Friday, January 13, 2006

Cheating at the Great Game?

I haven't seen this written up too much, which is odd given how much attention gets paid to Hugo Chavez and the OPEC ministers and how damn much we have to pay for gas anyhow, but...

China and India, the world’s two fastest growing energy consumers, on Thursday set aside long-standing rivalries and agreed to co-operate in securing crude oil resources overseas... Under their agreement, Chinese and Indian oil companies will establish a formal procedure to exchange information about a possible bid target, before agreeing to co-operate formally.
Ah, good old cartels. They're excellent ways to reduce costs over the short term, and this agreement may well alter the global competition for oil - just like the latest pronouncement from Tehran does or, for that matter, indigestion on the part of some crude oil buyer at the futures exchanges. Indeed, that's one claim made by Patrick Doherty in his article on the agreement at TomPaine.com: "The significance of the alliance is enormous. India and China represent the two leading sources of increasing oil demand globally... It is clear is that this pact escalates the global competition for oil."

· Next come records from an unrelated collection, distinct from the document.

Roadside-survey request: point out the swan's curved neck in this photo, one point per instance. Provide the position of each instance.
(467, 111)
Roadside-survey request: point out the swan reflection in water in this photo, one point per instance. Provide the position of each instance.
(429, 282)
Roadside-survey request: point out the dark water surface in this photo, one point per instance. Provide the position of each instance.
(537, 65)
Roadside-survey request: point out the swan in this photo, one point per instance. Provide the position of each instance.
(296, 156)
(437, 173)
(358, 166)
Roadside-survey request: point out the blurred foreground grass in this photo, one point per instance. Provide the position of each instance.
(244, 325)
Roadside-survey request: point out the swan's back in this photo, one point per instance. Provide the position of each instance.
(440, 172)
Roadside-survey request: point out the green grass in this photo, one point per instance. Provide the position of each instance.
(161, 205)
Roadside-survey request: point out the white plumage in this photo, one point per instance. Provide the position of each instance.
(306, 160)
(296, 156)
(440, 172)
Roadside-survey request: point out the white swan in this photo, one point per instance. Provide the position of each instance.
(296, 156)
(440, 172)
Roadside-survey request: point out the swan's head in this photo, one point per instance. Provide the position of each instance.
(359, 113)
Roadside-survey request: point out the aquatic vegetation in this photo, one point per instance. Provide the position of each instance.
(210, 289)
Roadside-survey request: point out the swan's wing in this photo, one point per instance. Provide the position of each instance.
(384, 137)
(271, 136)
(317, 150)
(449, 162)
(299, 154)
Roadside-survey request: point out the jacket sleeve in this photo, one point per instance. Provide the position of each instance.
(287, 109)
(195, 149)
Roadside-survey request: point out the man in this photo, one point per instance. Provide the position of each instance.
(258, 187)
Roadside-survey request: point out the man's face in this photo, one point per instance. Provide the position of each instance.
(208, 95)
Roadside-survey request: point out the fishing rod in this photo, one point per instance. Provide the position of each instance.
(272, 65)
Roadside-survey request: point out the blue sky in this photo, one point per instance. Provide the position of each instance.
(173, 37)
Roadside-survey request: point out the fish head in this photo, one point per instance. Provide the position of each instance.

But cartels - OPEC included! - are notoriously hard to sustain for very long. This historical truth only carries more weight when you consider the colluders here: two rising powers with clear, differing national interests. It's probably not a matter of whether one of the partners abrogates the agreement so as to achieve another aim, but when that will happen. If the stakes are high enough to facilitate the construction of this agreement, then they're high enough to facilitate its destruction. And I'll bet sooner, not later.